ARTIST STATEMENT: I make prints, paintings, digital files, and books that explore everyday photographs collected from Facebook and other social-web-media. These recent works investigates the shifting boundaries between public and private space within today’s society.
These images employ very calculated, yet seemingly spontaneous gestures. I digitally manipulate faces and bodies of people to make shapes and marks. The images are derived from unknowing participants of social web-media, real people out there in the world who have no knowledge that their likenesses have been proliferated, manipulated and recontextualized.
There is a natural human obsession with secretly watching others from a distance. Facebook and other social-media spaces provide us with a tiny hole in the internet through which we can peer at others. In my work I use other people’s personal shapshots as raw material. I follow people whom I have taken a liking to for one reason or another, then collect and categorize images into a database. I often revisit these people’s profiles regularly to acquire new images for my library of source material.

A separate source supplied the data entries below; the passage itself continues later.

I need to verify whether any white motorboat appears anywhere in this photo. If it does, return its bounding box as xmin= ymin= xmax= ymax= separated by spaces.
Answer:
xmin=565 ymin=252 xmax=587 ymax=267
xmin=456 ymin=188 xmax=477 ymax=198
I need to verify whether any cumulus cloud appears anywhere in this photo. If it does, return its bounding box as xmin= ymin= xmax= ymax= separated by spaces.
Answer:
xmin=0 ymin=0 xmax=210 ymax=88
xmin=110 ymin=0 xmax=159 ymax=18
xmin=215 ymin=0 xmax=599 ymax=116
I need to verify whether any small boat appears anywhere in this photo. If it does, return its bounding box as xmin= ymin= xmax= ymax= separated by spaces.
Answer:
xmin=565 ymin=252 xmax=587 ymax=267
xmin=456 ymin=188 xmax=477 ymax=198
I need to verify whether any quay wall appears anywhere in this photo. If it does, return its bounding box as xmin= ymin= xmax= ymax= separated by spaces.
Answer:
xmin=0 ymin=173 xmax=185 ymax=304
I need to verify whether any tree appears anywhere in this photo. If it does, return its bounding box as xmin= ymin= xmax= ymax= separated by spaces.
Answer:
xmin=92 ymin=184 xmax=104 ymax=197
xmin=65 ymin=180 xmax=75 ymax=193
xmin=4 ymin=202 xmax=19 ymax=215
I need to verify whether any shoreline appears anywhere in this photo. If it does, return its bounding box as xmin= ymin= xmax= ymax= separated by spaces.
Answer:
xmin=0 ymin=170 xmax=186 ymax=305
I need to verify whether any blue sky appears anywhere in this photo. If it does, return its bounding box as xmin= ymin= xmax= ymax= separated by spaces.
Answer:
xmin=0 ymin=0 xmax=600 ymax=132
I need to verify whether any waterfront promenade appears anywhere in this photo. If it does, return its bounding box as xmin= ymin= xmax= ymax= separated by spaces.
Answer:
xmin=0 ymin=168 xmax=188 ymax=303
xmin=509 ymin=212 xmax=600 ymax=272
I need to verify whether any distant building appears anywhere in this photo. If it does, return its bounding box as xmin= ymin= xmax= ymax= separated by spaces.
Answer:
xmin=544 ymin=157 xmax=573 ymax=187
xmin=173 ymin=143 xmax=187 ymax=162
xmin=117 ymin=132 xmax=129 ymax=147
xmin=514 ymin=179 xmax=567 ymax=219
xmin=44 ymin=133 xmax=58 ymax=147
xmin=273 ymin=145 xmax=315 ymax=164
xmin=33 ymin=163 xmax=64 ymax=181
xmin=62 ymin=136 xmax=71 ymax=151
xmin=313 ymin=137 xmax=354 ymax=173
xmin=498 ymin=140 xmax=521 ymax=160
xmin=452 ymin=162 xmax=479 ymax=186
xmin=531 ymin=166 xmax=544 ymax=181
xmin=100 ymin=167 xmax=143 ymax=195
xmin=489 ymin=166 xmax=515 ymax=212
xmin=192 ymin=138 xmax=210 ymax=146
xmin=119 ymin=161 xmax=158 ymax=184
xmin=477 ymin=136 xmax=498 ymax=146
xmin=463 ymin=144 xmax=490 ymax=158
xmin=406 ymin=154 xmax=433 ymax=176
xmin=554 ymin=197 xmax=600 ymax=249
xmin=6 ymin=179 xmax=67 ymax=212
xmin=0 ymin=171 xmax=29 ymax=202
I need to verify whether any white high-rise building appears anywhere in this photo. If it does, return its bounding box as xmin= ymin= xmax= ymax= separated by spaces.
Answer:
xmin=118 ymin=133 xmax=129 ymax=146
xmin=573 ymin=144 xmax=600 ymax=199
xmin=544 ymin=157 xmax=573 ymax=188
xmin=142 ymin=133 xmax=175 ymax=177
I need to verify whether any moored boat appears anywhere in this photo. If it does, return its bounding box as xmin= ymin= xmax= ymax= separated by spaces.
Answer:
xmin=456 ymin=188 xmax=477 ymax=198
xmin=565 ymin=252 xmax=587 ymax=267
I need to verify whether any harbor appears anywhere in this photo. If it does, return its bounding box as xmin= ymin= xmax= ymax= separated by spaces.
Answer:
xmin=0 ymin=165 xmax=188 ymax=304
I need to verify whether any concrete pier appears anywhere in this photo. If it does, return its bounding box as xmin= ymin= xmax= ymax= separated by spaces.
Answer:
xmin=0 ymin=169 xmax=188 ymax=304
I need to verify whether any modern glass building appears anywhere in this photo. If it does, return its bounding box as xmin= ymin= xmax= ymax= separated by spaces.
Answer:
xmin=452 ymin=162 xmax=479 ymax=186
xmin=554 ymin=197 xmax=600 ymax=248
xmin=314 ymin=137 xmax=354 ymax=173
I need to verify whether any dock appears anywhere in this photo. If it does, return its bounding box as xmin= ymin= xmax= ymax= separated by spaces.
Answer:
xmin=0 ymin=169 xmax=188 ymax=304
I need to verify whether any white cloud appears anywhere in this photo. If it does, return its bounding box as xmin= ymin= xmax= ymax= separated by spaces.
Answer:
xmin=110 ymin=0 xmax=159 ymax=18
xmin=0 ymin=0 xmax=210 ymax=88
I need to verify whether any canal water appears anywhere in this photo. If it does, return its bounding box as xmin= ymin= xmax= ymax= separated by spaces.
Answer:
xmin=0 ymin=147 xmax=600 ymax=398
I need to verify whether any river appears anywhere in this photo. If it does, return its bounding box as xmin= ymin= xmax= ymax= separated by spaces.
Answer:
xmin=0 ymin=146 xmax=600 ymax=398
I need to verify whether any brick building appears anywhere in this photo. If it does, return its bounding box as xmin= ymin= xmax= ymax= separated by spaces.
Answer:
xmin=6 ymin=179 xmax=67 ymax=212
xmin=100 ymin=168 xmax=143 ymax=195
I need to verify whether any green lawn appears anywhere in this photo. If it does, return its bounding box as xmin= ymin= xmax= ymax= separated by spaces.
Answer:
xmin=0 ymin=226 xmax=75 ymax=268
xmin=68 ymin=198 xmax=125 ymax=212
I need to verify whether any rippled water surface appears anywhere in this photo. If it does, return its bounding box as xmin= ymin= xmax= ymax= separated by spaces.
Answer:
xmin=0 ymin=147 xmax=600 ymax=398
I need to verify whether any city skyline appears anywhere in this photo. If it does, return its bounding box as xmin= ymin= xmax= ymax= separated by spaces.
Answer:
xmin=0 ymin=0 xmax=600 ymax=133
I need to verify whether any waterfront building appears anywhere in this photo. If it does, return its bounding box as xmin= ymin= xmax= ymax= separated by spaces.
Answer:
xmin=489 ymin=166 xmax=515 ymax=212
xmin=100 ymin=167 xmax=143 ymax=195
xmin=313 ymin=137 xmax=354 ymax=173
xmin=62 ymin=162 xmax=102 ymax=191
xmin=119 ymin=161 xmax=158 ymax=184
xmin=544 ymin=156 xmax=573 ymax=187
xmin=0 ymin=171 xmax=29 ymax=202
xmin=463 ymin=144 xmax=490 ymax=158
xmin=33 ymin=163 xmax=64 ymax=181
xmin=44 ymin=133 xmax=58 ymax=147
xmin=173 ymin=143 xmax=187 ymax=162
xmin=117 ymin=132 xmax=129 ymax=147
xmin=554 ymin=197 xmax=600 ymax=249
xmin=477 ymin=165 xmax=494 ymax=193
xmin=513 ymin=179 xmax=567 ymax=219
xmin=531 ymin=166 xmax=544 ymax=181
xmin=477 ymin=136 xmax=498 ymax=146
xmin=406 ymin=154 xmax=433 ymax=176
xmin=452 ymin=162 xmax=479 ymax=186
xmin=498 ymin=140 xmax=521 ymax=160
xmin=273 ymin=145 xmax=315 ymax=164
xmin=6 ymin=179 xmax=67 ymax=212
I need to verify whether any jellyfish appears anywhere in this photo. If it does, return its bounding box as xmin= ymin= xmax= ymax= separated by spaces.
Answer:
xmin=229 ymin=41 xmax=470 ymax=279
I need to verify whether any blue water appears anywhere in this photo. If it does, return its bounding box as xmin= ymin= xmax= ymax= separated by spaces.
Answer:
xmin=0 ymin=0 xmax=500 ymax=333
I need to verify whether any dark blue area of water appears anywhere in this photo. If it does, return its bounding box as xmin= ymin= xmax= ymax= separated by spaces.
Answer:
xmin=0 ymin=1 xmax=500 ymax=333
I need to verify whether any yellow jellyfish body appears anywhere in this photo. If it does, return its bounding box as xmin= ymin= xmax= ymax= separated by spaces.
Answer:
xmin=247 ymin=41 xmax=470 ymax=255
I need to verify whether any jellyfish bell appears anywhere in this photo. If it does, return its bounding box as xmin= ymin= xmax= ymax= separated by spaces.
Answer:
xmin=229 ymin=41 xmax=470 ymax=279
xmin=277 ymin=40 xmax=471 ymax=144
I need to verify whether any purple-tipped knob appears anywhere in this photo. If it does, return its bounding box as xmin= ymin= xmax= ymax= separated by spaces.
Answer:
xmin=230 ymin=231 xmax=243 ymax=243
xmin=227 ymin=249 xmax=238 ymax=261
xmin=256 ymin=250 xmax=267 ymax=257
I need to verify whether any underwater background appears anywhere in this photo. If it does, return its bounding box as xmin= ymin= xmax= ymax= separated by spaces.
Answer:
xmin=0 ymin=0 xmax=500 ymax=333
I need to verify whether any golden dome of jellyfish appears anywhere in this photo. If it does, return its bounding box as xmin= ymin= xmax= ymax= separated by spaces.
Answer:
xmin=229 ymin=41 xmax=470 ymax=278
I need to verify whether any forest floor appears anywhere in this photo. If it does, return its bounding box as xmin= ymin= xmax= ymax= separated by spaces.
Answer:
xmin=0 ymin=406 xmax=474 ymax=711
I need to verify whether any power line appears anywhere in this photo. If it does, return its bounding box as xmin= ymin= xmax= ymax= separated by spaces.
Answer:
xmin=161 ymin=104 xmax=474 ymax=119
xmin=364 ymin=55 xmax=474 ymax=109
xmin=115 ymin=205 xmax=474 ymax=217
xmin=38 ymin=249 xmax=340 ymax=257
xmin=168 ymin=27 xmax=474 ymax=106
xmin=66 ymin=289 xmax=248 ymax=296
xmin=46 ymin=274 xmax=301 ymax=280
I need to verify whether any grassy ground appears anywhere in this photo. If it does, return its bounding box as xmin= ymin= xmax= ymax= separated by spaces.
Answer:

However, there is an embarrassment associated with being a voyeur. One doesn’t want others to know that he is following or looking through their photos and comments. Blurring, erasing, and obscuring the subjects’ identities is a way to cover up tracks and disconnect the image from the individual.
Although publishing on social-media makes one vulnerable, we mutually consent in giving up our privacy for the ability to be voyeurs ourselves . I want a viewer of my work to consider his or her own roles as a participant, a voyeur and a consumer,in our digitally-networked culture.